Ternate – istanafm.com. Badan Pemeriksa Keuangan Republik Indonesia (BPK RI) menemukan indikasi aktivitas pertambangan yang dilakukan PT Jaya Abadi Semesta (JAS) di luar wilayah Izin Usaha Pertambangan (IUP) di Kabupaten Halmahera Timur, Maluku Utara.
Temuan tersebut tercantum dalam Laporan Hasil Pemeriksaan (LHP) Kepatuhan Penyelenggaraan Perlindungan dan Pengelolaan Lingkungan Hidup serta Kehutanan atas Kegiatan Usaha Pertambangan Tahun Anggaran 2023 hingga Triwulan III Tahun 2025.
Dalam laporan bernomor 30/LHP/DJPKN-VI.TER/PPD.03/12/2025 yang diterbitkan pada 22 Desember 2025, BPK mengungkap adanya indikasi penggunaan lahan di luar konsesi IUP PT JAS untuk menunjang aktivitas operasional pertambangan.
Temuan tersebut berawal dari analisis citra satelit terhadap titik koordinat wilayah tambang perusahaan. Hasil analisis kemudian diverifikasi melalui pemeriksaan lapangan pada 29 Oktober 2025 yang melibatkan pihak perusahaan, Bidang Lingkungan Hidup Dinas Pertanahan dan Lingkungan Hidup Kabupaten Halmahera Timur, serta Kantor Pertanahan Kabupaten Halmahera Timur dengan dukungan pengambilan citra udara menggunakan drone.

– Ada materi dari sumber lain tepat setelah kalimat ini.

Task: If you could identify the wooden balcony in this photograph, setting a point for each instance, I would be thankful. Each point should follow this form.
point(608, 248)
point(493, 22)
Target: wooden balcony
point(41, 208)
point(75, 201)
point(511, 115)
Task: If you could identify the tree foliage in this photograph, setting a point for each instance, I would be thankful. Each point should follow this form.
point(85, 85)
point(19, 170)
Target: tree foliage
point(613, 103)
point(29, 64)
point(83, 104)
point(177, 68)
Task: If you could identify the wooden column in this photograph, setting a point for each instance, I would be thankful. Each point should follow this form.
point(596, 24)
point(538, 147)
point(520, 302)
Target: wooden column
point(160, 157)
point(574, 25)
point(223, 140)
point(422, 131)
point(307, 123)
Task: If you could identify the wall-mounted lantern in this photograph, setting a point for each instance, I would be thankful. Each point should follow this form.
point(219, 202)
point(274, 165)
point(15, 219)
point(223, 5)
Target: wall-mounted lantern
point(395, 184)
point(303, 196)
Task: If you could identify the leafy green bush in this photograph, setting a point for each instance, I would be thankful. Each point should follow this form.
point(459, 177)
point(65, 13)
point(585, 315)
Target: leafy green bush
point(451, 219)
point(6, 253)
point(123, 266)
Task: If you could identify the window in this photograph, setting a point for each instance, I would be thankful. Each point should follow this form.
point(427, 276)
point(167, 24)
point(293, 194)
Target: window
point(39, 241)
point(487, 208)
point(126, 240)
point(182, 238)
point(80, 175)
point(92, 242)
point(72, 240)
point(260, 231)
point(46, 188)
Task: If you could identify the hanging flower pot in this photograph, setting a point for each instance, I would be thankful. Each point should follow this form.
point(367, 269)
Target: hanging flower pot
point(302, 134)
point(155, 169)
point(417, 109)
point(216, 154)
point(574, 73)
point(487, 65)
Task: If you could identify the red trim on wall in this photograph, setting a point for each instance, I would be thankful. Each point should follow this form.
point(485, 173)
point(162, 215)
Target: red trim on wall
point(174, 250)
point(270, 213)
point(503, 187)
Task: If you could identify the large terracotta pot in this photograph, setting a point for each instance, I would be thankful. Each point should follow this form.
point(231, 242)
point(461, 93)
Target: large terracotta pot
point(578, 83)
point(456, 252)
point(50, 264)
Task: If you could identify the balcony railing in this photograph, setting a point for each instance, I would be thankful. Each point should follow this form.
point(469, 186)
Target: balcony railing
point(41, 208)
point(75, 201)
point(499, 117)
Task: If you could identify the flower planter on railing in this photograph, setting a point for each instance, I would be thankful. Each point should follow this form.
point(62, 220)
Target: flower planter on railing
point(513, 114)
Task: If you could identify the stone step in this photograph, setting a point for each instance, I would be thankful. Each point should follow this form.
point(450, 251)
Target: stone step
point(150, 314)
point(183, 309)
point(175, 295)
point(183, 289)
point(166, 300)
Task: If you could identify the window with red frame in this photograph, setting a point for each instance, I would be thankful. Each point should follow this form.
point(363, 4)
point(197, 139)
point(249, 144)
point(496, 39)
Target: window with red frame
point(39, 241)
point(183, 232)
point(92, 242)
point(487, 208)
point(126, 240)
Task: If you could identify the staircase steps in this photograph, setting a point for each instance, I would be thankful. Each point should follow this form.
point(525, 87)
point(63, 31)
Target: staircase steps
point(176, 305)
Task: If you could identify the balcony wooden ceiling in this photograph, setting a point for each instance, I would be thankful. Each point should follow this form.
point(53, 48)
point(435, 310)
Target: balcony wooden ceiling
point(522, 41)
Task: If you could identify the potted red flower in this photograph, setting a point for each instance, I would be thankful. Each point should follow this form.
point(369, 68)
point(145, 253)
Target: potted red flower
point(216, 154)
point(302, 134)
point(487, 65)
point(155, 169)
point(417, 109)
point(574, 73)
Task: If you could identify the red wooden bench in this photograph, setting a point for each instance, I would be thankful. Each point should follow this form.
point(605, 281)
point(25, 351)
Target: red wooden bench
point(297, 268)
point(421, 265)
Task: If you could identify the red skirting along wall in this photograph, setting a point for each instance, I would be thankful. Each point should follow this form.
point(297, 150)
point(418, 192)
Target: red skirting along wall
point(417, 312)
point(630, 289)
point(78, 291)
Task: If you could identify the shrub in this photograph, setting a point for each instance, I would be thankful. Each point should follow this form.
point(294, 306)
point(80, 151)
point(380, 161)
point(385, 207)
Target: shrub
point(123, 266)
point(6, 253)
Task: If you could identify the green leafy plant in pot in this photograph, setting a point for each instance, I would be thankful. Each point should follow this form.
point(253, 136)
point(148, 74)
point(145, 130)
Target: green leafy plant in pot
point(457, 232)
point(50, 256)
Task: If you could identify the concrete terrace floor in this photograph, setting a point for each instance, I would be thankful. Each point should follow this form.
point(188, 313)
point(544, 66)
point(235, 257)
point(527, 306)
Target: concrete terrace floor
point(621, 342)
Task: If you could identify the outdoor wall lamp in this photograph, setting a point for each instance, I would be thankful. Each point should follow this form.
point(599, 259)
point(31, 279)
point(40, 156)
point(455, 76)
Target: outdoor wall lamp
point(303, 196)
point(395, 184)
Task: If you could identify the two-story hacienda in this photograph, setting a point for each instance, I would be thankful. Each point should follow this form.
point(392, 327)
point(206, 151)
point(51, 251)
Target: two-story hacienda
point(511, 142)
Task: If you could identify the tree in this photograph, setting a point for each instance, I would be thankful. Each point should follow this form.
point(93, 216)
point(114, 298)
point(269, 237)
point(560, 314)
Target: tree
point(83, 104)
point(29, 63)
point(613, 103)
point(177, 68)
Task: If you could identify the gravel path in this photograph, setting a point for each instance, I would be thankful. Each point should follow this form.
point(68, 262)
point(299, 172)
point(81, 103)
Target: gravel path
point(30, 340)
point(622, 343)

Dari hasil pemeriksaan tersebut, auditor menemukan indikasi penggunaan area di luar wilayah IUP yang dimanfaatkan sebagai lokasi stockpile ETO, jalur utama hauling, sarana dan prasarana penunjang, hingga area jetty.
Analisis geospasial menggunakan aplikasi QGIS menunjukkan luas area yang terindikasi berada di luar konsesi mencapai 20,88 hektare. Area tersebut tersebar di tujuh lokasi berbeda dengan luasan bervariasi, mulai dari 0,08 hektare hingga titik terluas mencapai 7,60 hektare.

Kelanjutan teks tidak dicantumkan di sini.